A prolific but not always fluent writer, Banks is at his best when writing about American obsessives: the ’60s revolutionary marooned in Liberia in “The Darling”; the abolitionist John Brown in “Cloudsplitter”; the paranoid alcoholic in “Affliction.”
A more facile writer like Joyce Carol Oates could tell this oft-told story smoothly and give its unconscious themes a subterranean charge. Away from his familiar terrain, Banks produces a stiff, dead-in-the-water tale, rich in unintentional humor.
Much of the dialogue, in fact, reads like extracts from a lost Firesign Theater parody:
“Miss von Heldenstam, to a man like me you’re nothing but trouble.”
And: “Oh, I know I might be partly to blame for driving you into the eager arms of the noble Adirondack woodsman Hubert St. Germain.”
Or, best of all: “We’re going for a drive together, mother. The Hindenberg will have to leave without me.”
The Hindenberg: Banks splices his main story with short, ominous, all-in-italics chapters detailing the flight of the doomed zeppelin. The reader girds his loins for a great gaseous explosion, but when it arrives, it comes in a form altogether different from expected: as one of those passages that in their unique mishmash of the lofty, the prurient and the pedantic, tend to get short-listed for the annual Bad Sex in Fiction Award:
“It had begun slowly, tenderly, face-to-face, with long, lingering looks at each other, like devoted siblings at the start of a long absence . . . He had to be brought … to complete awareness of his body, moving, as if he were a woman, from the inside out, rather than from the outside in … Making love with men like Jordan Groves let Vanessa . . . believe for a few seconds in the sustained reality of her essential being, even though afterward she could not remember ever having experienced it as such. . . .”

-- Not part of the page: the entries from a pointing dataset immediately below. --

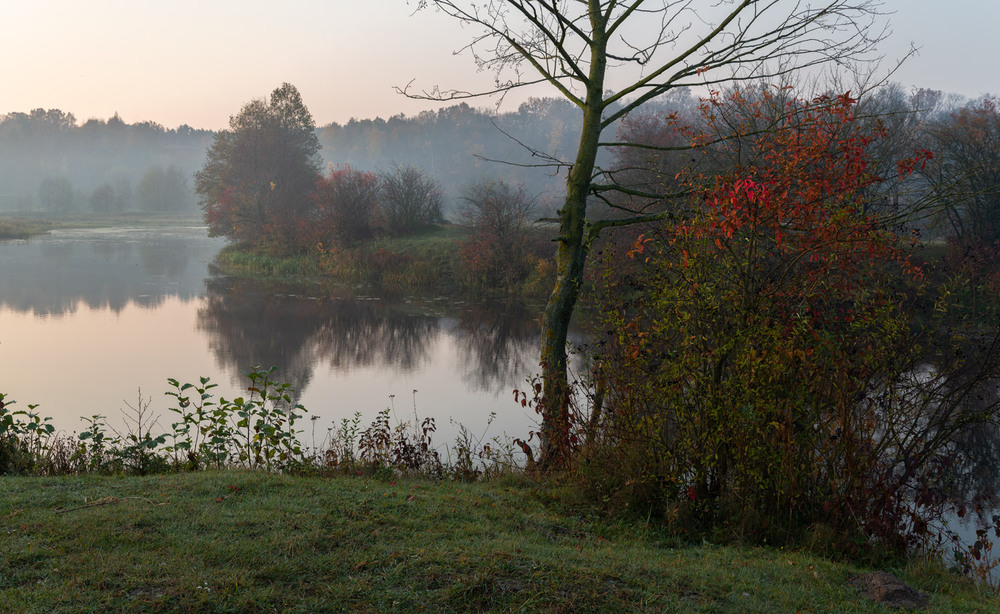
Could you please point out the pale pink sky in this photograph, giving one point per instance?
(198, 61)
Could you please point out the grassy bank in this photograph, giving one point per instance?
(258, 542)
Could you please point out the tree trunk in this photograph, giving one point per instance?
(571, 256)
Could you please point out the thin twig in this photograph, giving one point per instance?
(106, 501)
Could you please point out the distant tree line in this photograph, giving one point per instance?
(50, 163)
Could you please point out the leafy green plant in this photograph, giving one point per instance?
(24, 436)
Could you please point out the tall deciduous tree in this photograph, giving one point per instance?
(255, 185)
(610, 57)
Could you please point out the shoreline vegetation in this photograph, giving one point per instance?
(428, 260)
(248, 541)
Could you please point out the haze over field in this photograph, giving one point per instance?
(197, 63)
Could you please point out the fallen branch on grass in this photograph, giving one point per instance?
(107, 501)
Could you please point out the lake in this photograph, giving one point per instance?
(88, 317)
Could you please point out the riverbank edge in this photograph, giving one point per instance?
(259, 542)
(427, 261)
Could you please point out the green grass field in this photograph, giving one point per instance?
(255, 542)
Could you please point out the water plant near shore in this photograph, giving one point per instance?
(261, 430)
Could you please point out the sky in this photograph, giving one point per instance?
(197, 62)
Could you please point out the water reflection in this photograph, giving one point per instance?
(498, 345)
(251, 323)
(103, 269)
(108, 311)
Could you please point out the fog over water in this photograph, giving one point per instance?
(89, 316)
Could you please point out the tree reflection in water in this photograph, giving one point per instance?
(251, 323)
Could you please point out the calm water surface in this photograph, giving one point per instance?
(89, 317)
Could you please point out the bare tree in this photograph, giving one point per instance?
(610, 57)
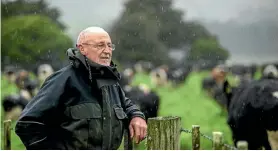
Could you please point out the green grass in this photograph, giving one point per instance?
(193, 106)
(187, 101)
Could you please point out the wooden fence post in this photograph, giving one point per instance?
(217, 140)
(195, 137)
(128, 144)
(7, 134)
(242, 145)
(164, 133)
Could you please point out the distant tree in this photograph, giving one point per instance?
(33, 38)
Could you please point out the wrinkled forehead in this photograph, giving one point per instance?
(97, 37)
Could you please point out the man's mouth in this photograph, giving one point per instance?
(105, 58)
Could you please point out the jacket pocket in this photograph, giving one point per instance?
(84, 122)
(118, 126)
(119, 111)
(85, 111)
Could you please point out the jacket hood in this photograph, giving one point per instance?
(95, 70)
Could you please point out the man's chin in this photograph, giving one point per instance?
(106, 63)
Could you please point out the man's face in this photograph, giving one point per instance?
(97, 47)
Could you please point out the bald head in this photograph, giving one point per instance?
(95, 43)
(90, 30)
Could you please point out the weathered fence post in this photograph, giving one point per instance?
(195, 137)
(242, 145)
(217, 140)
(164, 133)
(128, 144)
(7, 134)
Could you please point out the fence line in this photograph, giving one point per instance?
(163, 134)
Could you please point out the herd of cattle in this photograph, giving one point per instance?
(251, 104)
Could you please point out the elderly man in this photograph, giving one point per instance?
(82, 105)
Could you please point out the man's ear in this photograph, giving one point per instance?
(82, 51)
(227, 89)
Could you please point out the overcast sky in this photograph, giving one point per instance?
(79, 14)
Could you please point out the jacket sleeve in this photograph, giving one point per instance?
(131, 109)
(33, 124)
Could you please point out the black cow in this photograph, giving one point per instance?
(13, 105)
(177, 75)
(253, 110)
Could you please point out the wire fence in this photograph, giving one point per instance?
(208, 138)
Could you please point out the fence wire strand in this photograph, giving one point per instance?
(209, 138)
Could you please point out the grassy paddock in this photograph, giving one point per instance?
(187, 101)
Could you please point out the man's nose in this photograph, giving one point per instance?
(107, 50)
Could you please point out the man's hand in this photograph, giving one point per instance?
(138, 129)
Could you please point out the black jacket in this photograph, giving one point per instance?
(80, 106)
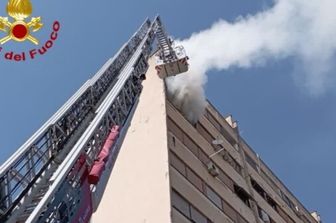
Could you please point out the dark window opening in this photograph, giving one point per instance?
(242, 194)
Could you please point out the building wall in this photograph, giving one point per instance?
(234, 195)
(138, 187)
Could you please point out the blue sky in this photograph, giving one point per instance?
(291, 130)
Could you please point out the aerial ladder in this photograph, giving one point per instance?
(52, 177)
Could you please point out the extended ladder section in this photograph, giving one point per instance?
(170, 60)
(51, 177)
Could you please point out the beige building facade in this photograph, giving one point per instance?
(170, 170)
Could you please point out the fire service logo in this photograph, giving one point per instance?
(21, 31)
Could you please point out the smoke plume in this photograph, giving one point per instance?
(302, 30)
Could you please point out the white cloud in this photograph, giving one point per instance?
(305, 30)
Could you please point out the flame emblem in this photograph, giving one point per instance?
(19, 30)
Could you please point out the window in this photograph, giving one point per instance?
(258, 188)
(242, 194)
(225, 179)
(264, 216)
(190, 144)
(197, 217)
(180, 204)
(204, 133)
(195, 180)
(213, 196)
(185, 208)
(172, 127)
(177, 163)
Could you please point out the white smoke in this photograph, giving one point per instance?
(303, 30)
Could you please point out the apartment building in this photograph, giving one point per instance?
(171, 170)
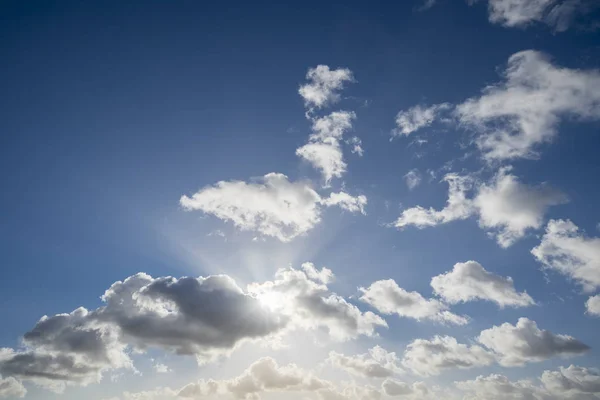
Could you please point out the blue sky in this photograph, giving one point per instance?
(139, 138)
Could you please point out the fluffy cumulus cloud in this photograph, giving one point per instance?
(11, 388)
(377, 363)
(568, 251)
(506, 207)
(470, 281)
(525, 342)
(457, 207)
(346, 202)
(262, 376)
(412, 179)
(394, 388)
(573, 382)
(416, 118)
(558, 14)
(592, 305)
(431, 357)
(509, 345)
(509, 208)
(323, 150)
(514, 117)
(303, 298)
(323, 85)
(272, 205)
(388, 298)
(205, 317)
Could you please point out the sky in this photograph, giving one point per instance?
(337, 200)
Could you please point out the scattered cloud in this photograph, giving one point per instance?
(512, 118)
(573, 382)
(431, 357)
(567, 250)
(416, 118)
(469, 281)
(592, 305)
(161, 368)
(426, 5)
(10, 387)
(323, 149)
(271, 205)
(377, 363)
(504, 206)
(388, 298)
(323, 86)
(457, 207)
(525, 342)
(560, 15)
(412, 179)
(347, 202)
(394, 388)
(510, 208)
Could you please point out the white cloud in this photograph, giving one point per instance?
(323, 150)
(514, 117)
(412, 179)
(10, 387)
(499, 387)
(558, 14)
(326, 157)
(511, 207)
(161, 368)
(574, 383)
(394, 388)
(430, 357)
(332, 126)
(470, 281)
(377, 363)
(324, 275)
(271, 205)
(417, 117)
(388, 298)
(592, 305)
(324, 84)
(525, 342)
(262, 376)
(505, 206)
(72, 349)
(564, 249)
(205, 317)
(457, 207)
(303, 298)
(346, 202)
(356, 144)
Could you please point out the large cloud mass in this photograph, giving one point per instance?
(470, 281)
(272, 205)
(205, 317)
(506, 207)
(388, 298)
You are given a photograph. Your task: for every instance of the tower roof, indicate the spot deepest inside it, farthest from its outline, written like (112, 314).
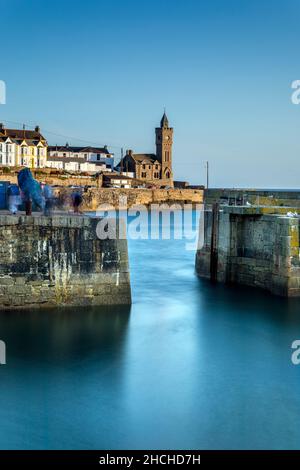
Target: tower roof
(164, 121)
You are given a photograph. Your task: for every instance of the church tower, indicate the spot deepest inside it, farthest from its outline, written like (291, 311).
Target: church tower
(164, 142)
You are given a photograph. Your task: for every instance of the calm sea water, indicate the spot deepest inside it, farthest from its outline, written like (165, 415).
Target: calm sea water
(189, 365)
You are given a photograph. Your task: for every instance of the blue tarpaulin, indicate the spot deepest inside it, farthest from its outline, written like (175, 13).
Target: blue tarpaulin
(30, 188)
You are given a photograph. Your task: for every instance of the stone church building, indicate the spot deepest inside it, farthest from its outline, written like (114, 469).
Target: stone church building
(155, 168)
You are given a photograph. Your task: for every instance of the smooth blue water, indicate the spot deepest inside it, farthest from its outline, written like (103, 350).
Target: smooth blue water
(190, 365)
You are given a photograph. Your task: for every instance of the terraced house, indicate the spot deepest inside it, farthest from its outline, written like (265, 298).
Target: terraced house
(22, 147)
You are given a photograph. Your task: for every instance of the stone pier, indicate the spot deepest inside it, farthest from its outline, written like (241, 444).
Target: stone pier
(254, 246)
(60, 261)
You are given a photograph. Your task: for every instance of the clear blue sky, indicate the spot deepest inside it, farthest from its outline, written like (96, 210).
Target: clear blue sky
(103, 71)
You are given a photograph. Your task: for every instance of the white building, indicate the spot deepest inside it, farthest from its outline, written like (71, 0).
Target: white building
(22, 147)
(75, 164)
(90, 159)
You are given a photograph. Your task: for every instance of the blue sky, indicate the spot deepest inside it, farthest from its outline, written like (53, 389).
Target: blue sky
(103, 72)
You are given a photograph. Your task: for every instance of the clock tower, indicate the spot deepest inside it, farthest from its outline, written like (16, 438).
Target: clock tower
(164, 142)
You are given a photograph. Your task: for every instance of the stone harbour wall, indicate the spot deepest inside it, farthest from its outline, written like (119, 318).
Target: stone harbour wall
(60, 261)
(93, 198)
(253, 248)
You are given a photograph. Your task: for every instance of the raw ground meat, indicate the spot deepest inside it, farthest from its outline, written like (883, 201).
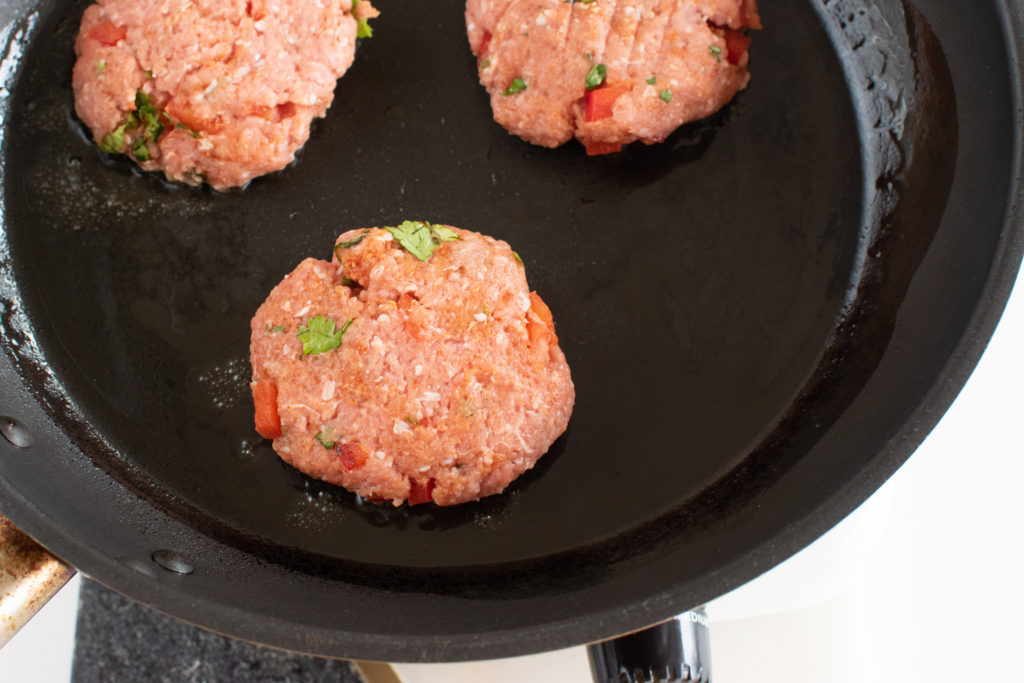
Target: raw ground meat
(448, 384)
(232, 85)
(653, 66)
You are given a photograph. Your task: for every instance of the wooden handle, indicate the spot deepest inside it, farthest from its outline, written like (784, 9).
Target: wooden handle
(30, 575)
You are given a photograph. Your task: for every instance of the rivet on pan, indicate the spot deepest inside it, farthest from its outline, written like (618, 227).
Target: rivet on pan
(14, 432)
(141, 567)
(171, 561)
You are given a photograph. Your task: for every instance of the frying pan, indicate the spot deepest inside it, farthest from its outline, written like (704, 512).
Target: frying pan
(764, 316)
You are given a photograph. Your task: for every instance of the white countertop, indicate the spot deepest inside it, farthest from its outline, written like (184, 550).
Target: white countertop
(925, 582)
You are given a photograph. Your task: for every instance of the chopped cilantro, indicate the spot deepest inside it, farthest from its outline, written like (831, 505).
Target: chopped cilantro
(421, 239)
(114, 141)
(444, 233)
(517, 85)
(416, 238)
(595, 76)
(352, 243)
(318, 335)
(146, 125)
(363, 29)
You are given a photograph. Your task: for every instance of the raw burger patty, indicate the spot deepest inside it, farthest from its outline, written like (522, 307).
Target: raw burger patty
(652, 66)
(230, 86)
(448, 383)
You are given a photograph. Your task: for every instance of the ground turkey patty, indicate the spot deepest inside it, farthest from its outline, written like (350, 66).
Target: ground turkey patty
(608, 72)
(214, 90)
(448, 382)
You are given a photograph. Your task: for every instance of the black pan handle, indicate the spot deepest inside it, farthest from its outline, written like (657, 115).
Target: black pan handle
(675, 650)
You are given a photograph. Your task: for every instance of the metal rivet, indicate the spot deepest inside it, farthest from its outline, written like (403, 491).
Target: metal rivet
(171, 561)
(14, 432)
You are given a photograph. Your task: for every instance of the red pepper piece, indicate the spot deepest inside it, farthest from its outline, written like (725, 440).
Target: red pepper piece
(598, 102)
(265, 400)
(421, 493)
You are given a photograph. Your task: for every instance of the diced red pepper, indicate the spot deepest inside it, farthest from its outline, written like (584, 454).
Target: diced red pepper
(598, 102)
(540, 323)
(421, 493)
(595, 148)
(750, 11)
(265, 400)
(107, 33)
(736, 44)
(351, 454)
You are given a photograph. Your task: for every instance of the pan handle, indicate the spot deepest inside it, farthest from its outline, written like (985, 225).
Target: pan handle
(675, 650)
(30, 575)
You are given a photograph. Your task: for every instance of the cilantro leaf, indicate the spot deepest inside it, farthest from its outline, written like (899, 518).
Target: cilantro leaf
(363, 29)
(421, 239)
(318, 335)
(416, 238)
(352, 243)
(444, 233)
(517, 85)
(114, 141)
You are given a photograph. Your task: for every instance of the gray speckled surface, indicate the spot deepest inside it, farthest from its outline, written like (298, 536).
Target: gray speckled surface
(118, 639)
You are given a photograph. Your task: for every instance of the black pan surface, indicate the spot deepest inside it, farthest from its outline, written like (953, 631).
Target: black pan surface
(764, 315)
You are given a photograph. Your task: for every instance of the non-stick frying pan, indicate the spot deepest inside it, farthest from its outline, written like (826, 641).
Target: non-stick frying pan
(764, 316)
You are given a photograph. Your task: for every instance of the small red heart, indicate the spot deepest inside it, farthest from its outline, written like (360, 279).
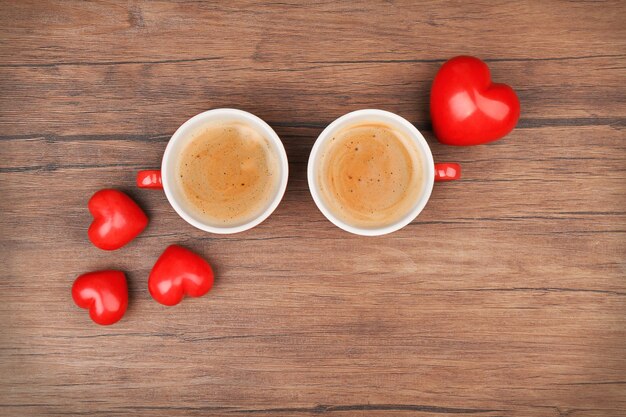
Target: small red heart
(104, 293)
(179, 272)
(117, 219)
(466, 108)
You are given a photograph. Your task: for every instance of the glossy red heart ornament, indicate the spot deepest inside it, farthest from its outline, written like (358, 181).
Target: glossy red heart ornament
(466, 108)
(179, 272)
(104, 293)
(117, 219)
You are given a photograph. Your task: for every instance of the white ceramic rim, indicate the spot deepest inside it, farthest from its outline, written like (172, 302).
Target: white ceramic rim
(377, 115)
(168, 163)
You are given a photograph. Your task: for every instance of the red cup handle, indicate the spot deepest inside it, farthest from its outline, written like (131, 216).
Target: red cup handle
(150, 179)
(447, 171)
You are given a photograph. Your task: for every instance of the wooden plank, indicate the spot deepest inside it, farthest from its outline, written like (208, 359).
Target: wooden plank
(506, 297)
(156, 98)
(50, 31)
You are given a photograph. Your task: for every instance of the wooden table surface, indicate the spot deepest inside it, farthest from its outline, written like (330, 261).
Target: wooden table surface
(506, 297)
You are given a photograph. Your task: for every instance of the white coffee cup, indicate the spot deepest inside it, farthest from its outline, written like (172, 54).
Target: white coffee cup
(431, 172)
(166, 177)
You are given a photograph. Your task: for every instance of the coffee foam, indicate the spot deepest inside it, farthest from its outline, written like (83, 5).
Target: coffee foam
(228, 173)
(370, 175)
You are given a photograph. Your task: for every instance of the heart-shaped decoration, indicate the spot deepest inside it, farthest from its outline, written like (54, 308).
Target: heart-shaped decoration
(466, 108)
(117, 219)
(179, 272)
(104, 293)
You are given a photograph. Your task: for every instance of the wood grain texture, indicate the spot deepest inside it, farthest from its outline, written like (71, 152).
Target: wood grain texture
(506, 297)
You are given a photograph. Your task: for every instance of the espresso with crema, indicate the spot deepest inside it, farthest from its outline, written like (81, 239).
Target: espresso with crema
(370, 175)
(228, 173)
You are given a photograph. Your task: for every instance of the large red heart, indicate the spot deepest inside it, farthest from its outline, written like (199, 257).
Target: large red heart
(179, 272)
(466, 108)
(117, 219)
(104, 293)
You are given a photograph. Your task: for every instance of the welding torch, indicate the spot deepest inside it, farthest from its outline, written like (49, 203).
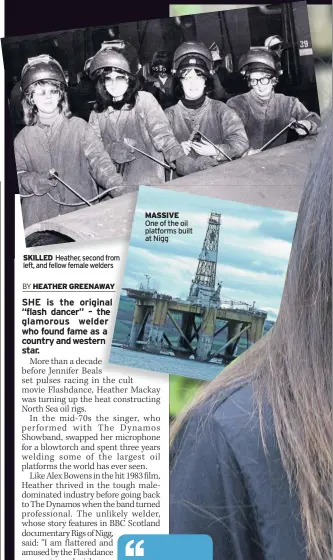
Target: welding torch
(170, 167)
(293, 124)
(197, 130)
(54, 174)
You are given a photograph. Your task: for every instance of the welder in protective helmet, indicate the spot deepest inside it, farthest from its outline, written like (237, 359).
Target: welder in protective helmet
(128, 120)
(275, 44)
(193, 67)
(53, 139)
(264, 112)
(161, 84)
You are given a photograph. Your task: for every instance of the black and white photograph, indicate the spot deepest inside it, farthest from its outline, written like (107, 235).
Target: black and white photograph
(218, 99)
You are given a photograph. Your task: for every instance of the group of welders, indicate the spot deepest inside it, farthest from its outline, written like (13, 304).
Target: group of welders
(125, 138)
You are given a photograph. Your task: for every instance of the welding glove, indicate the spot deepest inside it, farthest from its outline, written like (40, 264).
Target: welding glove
(185, 165)
(120, 152)
(123, 189)
(204, 162)
(37, 183)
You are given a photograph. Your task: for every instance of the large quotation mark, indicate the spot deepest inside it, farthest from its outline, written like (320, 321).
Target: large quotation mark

To give Banks his due, there is a fascinating short essay buried in this book that chronicles the transformation of the area around the Reserve from a brave and independent community of farmers, trappers, guides and hunters to a service economy controlled by a few plutocrats. “A mutual parasitism based on a rigid set of class distinctions very much to the advantage of the outsiders took its place,” he writes.
Banks probably intended a parallel to our country’s more recent social upheavals. It’s a shame he didn’t expand on this theme: It would have made for an interesting novel.
The Reserve
by Russell Banks, $24.95
John Broening is a Denver- based freelance writer.